25 June 1798
The Battle of Hacketstown
The second attempt — there had been a first, smaller engagement on 25 May. In June, Byrne and Holt brought a much larger rebel force down from the Wicklow hills to take the garrison properly. The fight lasted most of the day across the streets and the houses. The garrison held. The rebels burned a chunk of the town as they pulled out. It was one of the biggest set-piece engagements of the rebellion outside Wexford and the casualty figures, on both sides, were never properly counted.
Norman name, Norman bones
The Hackets
The town gets its name from the Hacket family, Norman settlers who came in after the twelfth-century invasion and held the manor here for generations. The family seat is long gone. The name stuck — to the town, to the parish, to the mart. Baile Haicéid in Irish is a direct translation: Hacket's town.
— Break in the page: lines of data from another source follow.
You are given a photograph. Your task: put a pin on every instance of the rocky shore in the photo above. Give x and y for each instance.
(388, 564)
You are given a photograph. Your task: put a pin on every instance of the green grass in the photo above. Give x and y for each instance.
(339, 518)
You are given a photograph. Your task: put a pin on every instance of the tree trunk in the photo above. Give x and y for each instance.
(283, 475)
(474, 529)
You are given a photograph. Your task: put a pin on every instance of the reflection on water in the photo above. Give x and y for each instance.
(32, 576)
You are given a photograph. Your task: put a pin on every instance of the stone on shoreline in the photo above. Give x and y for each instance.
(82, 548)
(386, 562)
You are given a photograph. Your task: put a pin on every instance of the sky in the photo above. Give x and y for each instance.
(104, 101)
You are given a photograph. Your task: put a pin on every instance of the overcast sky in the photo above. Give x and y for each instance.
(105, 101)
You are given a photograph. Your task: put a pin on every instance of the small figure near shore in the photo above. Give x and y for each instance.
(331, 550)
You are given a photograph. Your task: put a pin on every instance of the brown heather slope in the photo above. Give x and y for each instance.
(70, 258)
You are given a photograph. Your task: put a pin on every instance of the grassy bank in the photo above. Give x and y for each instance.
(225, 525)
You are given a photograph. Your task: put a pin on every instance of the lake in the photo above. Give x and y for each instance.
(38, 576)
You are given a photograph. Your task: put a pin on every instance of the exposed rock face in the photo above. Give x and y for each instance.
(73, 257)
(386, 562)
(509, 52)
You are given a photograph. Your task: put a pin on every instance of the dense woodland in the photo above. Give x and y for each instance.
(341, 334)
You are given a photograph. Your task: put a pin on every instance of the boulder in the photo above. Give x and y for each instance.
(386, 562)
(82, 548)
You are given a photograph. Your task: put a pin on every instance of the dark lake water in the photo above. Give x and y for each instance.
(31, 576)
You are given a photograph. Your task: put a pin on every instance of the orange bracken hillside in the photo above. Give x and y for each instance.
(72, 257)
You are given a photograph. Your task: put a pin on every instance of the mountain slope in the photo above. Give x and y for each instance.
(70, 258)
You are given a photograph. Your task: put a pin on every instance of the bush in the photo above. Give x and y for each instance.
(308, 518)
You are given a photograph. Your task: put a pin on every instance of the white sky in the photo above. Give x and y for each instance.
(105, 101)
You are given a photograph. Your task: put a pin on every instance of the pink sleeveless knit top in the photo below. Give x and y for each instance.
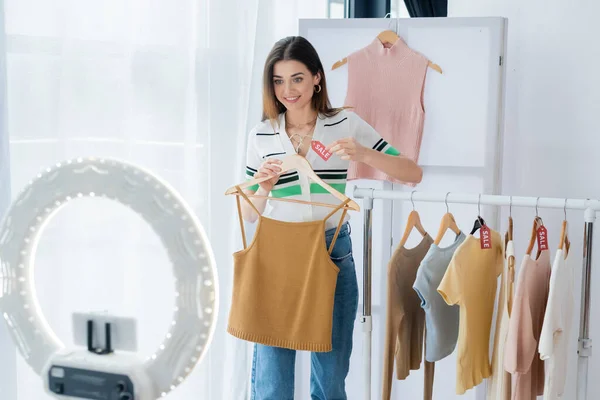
(385, 88)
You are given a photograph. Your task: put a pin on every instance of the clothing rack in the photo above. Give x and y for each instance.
(590, 208)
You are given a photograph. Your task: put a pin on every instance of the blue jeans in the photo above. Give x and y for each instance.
(273, 367)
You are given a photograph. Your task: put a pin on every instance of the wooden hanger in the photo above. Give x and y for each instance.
(479, 222)
(511, 261)
(564, 234)
(537, 222)
(448, 222)
(414, 221)
(386, 37)
(301, 164)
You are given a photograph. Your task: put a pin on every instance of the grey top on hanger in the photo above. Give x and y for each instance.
(441, 320)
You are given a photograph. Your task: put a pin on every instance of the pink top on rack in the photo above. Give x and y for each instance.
(385, 88)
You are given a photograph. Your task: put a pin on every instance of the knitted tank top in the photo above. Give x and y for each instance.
(284, 284)
(385, 88)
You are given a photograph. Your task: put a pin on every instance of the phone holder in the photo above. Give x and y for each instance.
(121, 374)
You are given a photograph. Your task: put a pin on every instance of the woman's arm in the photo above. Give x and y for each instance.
(396, 166)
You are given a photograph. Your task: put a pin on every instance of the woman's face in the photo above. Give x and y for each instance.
(294, 84)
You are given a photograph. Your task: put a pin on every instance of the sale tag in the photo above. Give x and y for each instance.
(319, 148)
(542, 235)
(485, 237)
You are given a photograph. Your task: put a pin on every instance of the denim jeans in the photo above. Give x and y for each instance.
(273, 367)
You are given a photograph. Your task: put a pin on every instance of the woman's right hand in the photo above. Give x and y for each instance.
(271, 167)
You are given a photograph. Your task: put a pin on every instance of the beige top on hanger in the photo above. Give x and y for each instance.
(386, 37)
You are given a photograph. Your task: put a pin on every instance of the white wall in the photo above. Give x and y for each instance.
(552, 138)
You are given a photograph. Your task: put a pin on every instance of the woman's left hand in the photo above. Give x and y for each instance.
(348, 149)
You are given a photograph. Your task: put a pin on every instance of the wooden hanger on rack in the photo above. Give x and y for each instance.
(414, 221)
(386, 37)
(301, 164)
(479, 222)
(564, 234)
(511, 260)
(537, 223)
(448, 222)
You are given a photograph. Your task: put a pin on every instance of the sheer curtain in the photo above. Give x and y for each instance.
(170, 85)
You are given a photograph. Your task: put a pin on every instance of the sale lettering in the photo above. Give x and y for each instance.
(320, 149)
(542, 236)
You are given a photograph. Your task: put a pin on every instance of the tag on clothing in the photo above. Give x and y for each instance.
(542, 236)
(319, 148)
(485, 238)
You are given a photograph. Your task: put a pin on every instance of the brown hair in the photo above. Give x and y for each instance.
(299, 49)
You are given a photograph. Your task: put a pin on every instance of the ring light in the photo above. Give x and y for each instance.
(196, 286)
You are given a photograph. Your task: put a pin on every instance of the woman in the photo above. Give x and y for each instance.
(297, 113)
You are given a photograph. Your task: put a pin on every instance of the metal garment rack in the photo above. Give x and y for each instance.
(590, 207)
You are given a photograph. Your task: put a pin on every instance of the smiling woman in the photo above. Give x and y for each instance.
(299, 119)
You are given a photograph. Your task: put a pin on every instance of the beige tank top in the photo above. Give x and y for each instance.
(284, 284)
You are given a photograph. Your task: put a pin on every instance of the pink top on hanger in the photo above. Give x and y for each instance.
(385, 88)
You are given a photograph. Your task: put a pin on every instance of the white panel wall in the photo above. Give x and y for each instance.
(461, 151)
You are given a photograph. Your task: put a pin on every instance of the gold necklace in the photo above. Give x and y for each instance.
(287, 123)
(299, 139)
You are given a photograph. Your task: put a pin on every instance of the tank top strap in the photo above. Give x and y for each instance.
(237, 198)
(337, 231)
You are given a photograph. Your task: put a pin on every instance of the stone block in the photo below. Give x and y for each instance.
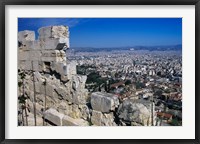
(79, 97)
(33, 44)
(24, 64)
(54, 116)
(23, 55)
(26, 35)
(104, 102)
(68, 121)
(96, 118)
(35, 55)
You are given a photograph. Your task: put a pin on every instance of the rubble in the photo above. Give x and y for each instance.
(60, 95)
(104, 102)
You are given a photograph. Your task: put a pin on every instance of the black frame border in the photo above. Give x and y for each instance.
(3, 4)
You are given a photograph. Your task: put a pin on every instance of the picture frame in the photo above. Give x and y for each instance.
(98, 2)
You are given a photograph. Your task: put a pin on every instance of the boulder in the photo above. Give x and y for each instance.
(54, 37)
(26, 35)
(104, 102)
(54, 116)
(68, 121)
(102, 119)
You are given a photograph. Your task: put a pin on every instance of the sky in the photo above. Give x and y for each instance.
(113, 32)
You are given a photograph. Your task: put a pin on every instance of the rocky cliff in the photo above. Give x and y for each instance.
(50, 92)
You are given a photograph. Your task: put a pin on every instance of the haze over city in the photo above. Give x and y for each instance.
(113, 32)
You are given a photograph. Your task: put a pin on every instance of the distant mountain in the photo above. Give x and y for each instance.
(150, 48)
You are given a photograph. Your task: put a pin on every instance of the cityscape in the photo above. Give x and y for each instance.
(134, 79)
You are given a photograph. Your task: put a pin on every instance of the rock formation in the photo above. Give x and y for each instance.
(50, 92)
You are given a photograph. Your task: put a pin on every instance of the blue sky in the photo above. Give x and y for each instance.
(113, 32)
A market town that still markets
The cattle mart
Plenty of Irish market towns lost the mart years ago. Hacketstown still has one. It runs weekly and pulls farmers in from the south Wicklow side as well as Carlow. The mart day is the one day the population of the town more or less doubles. The chipper does a trade. The pubs do a trade. The square gets used for what a square is for.
The 1798 story, told locally
The Heritage Centre
Hacketstown Heritage Centre sits on the square and is the place to go for the proper local version of the battle and what came before and after it. Run by volunteers. Opening hours are seasonal and not always what the sign says — ring ahead if you're driving in for it.